How accurate is the Piketty data, is the obvious question since the higher growth period is also the one that saw a massive fall in Indian poverty levels, and certainly the consumerism of the last few decades can’t be reconciled with the Piketty/Chancel view that ‘shining India’ was restricted to just the top 10% of the population.

Before examining how good Piketty’s data is, even this suggests rising inequality appears to go hand in hand with higher growth. The country that has the most equal growth, France, is also the one with the slowest growth. China has more inequality than the US, but its growth is also much faster—India’s inequality is higher than that of China but less than that of the US. It may be true, as James Crabtree says in his piece on Piketty, that nations with great inequality tend to grow more slowly, but that’s probably true after a certain level of income. It is difficult to name any country that has risen from the kind of abject poverty that China and India have without rising levels of inequality.

Though several vital flaws were pointed out in Piketty’s Capital in the Twenty First Century, not too much work has been done as yet by economists/statisticians on the Piketty/Chancel paper. Even so, several assumptions look worrying. Since India does not collect data on incomes but only on expenditure, Piketty/Chancel blithely marry consumption data from the National Sample Survey (NSS) and the income tax since, in their words, “our preferred strategy is to assume that surveys are reliable from the bottom of the distribution up to a certain percentile and that tax data is reliable after another”! Even if you assume the tax data does represent those in the upper strata, there is enough reason to believe the NSS is mostly junk, even for those in the lower segments. Between 1983 and 2011, as the duo acknowledge, while GDP data show household consumption expenditure grew by over 300%, the NSS indicates it grew just 200%—so incomes at the bottom are vastly understated. Other data in the paper, that feed into the same narrative of the rich exclusively cornering all the benefits of growth, look equally odd—a Forbes’ India Rich list shows the wealth of the richest Indians at less than 2% of GDP in the 1990s, rising to a peak of 27% in FY09 and then collapsing to 10% in 2015; there is nothing, however, to explain why it collapsed since asset prices have risen steadily in this period.

But let’s forget all of this and assume Piketty is right. What is the policy prescription this suggests that is different from what various governments have been attempting to follow? Better education and health are obvious ways to increase the lot of the poor, but funding that requires a quantum leap in tax collections—that’s exactly what every government since 1991 has been attempting to do.
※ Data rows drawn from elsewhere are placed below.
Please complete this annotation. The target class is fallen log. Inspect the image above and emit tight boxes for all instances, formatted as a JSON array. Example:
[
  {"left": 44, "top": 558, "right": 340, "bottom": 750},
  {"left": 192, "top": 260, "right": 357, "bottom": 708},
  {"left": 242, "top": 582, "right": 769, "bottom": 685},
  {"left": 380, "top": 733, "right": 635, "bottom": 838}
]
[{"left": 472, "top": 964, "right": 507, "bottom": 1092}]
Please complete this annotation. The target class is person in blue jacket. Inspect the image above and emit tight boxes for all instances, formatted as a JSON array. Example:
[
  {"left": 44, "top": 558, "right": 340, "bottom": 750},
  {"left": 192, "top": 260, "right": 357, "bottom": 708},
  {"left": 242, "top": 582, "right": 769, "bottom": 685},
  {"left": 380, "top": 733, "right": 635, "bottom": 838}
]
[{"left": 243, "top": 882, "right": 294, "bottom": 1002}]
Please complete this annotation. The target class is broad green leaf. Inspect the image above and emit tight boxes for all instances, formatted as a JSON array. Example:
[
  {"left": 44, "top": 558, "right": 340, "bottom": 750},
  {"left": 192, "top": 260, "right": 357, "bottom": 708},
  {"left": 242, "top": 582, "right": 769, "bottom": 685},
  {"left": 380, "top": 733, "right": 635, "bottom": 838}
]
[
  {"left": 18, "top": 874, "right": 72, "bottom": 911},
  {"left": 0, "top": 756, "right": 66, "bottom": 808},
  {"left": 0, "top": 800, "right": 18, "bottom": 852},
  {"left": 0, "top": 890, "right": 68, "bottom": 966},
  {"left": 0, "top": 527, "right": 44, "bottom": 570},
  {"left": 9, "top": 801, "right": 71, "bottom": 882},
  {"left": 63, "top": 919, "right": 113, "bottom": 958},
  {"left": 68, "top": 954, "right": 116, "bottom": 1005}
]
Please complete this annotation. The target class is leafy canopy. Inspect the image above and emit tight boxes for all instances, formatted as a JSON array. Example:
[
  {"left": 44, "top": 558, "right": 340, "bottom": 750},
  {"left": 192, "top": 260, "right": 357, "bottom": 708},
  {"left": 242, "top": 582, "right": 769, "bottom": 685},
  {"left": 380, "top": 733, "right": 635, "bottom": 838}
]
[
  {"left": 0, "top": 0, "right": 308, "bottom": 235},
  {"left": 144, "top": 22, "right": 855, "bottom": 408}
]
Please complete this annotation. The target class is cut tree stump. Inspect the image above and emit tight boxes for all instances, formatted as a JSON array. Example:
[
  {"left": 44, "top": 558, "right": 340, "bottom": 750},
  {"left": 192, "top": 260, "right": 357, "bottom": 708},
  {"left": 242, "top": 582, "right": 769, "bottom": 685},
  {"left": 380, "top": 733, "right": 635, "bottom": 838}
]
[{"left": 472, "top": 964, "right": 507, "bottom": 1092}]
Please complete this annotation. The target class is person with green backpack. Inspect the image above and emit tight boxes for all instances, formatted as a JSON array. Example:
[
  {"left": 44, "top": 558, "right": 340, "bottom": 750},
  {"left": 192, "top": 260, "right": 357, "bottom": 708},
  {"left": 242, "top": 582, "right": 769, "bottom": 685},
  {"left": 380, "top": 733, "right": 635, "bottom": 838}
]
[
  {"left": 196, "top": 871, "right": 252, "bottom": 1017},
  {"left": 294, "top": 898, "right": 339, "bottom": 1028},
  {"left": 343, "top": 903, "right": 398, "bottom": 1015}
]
The same holds for improving infrastructure and easing various doing-business rules which will help create both more jobs as well as entrepreneurs. But since the knowledge economy will create even more inequalities—just see Apple/Google’s meteoric rise to know this—a policy most favour is to rapidly increase taxes on the rich. When money moves so quickly to low-tax jurisdictions, though attractive, this is perhaps the most destructive policy to follow; indeed, it will take India back to the ‘glorious’ days of Indira Gandhi—high on rhetoric and poor on delivery.